I had some inglorious moments during these months, one of them was when I lost a couple of afternoons trying to know why the I/O select operation was receiving a value for the timeout parameter that was strange and completely different to the one sent by the user program, and the answer was... Glibc was converting it to Unix time :-/. The devil is in details.

I also had a problem when sending frames to the NIC that I still haven't understood completely. In LwIP, the frames generated by the stack are structured in a singly linked list:

struct pbuf {
    struct pbuf *next; // next pbuf in singly linked pbuf chain
    void *payload; // pointer to the actual data in the buffer
    u16_t tot_len; // total length of this buffer and all next buffers in chain
    u16_t len; // length of this buffer
    u8_t type;
    u8_t flags;
    u16_t ref; // reference count
}

This way, it's easy for the stack to mount the frame by adding headers in each layer. The user program generates some data that is stored in a pbuf, then the bottom layers generate their own headers and store them in another pbuf that points to the first one, and so on. At the end, the Ethernet module receives the pointer to the first pbuf in the chain and only have to follow the links to get the entire frame in the correct order. That's why I used to send the data to the NIC as I was going through the chain. But doing it this way, the frame never reached the wire. The only way to make the data reach the wire is to concatenate all the parts in a single buffer containing an entire frame before sending it to the device. That makes me think that maybe somewhere between the stack and device, maybe in the driver, these frame parts are treated as malformed frames and discarded. I'd like to have one of those blogs whose author seems to know what is s/he talking about :P, but the truth is I'm still not sure about what's going on here.

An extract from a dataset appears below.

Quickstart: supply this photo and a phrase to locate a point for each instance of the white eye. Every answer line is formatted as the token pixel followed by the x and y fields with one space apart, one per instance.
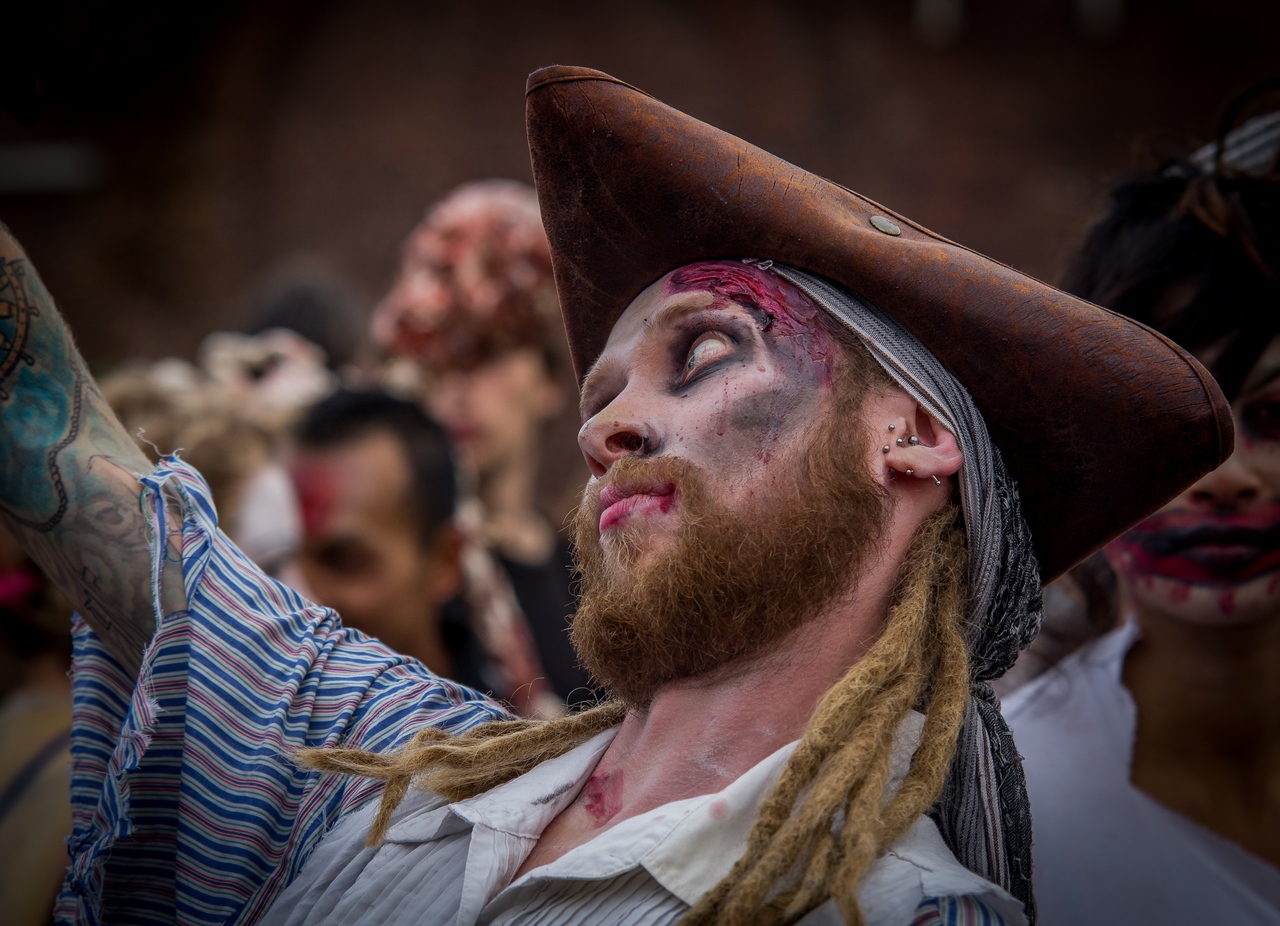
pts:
pixel 707 349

And that's all until today. From the list of tasks I included in my proposal, the following are still pending:

  • Add support for IPv6
  • Implement other interfaces' operations if needed.
  • Implement support for more than one Ethernet interface.
  • Add support for command-line parameters.
  • Add support for fsysopts.

The prototype is working and is able to connect to the Internet. But when one tests it seriously many errors arise, so it's still far from being stable and there's still a lot to polish.